Country: Switzerland

Affiliations:

Senior Research Scientist at the Idiap Research Institute
Lecturer at the Ecole Polytechnique Fédérale de Lausanne (EPFL)

Biography:

Dr Sylvain Calinon is a Senior Research Scientist at the Idiap Research Institute and a Lecturer at the Ecole Polytechnique Fédérale de Lausanne (EPFL). He heads the Robot Learning & Interaction group at Idiap, with expertise in human-robot collaboration, robot learning from demonstration, geometric representations and optimal control. The approaches developed in his group can be applied to a wide range of applications requiring manipulation skills, with robots that are either close to us (assistive and industrial robots), parts of us (prosthetics and exoskeletons), or far away from us (shared control and teleoperation).

Websites:

https://calinon.ch

https://www.idiap.ch/

Movement Generation and Drawing in Robotics

Despite significant advances in AI, robots still struggle with tasks involving physical interaction. Robots can easily beat humans at board games such as Chess or Go but are incapable of skillfully moving the game pieces by themselves (the part of the task that humans subconsciously succeed in). What makes research in robotics both hard and fascinating is that movement skills are tightly connected to our physical world and to embodied forms of intelligence.

I will present an overview of the research in our group to help robots acquire manipulation skills by imitation and self-refinement. We advocate frugal learning in our research, where frugality has two goals: 1) learning manipulation skills from only few demonstrations or exploration trials; and 2) learning only the components of the skill that really need to be learned!
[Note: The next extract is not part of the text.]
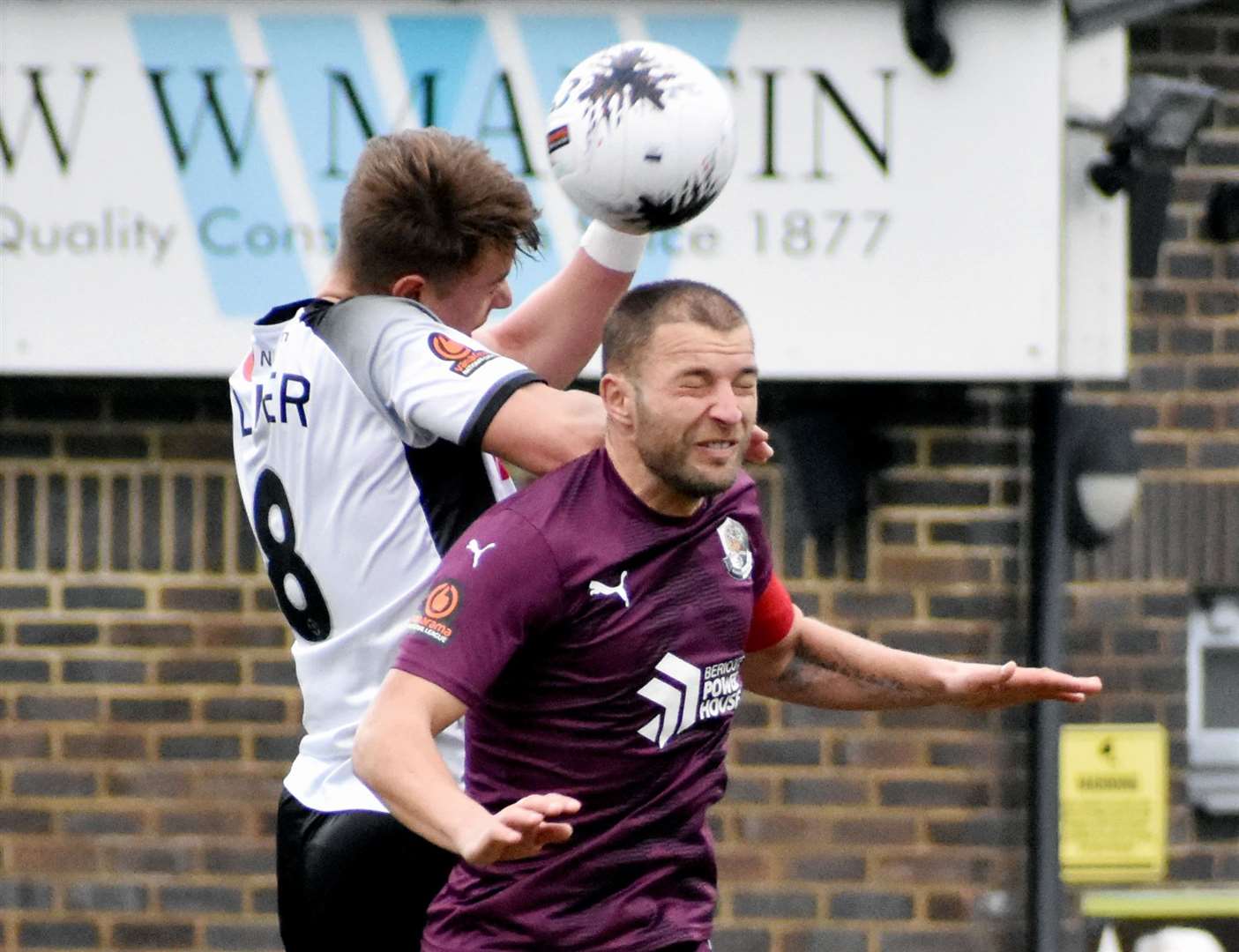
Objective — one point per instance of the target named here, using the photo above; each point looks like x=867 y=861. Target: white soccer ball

Toward this goal, I will emphasize the roles of geometric manifolds, manipulability ellipsoids, implicit shape representations and distance fields as inductive biases to facilitate manipulation skill acquisition. For the generation of trajectories and feedback controllers, I will discuss how the underlying cost functions should take into account variations, coordination and task prioritization, where various forms of movement primitives based on Fourier or Bernstein functions can contribute to the optimization process. I will also show how ergodic control can provide a mathematical framework to generate exploration and coverage movement behaviors, which we exploit in robot drawing applications and as a way to cope with uncertainty in sensing, proprioception and motor control.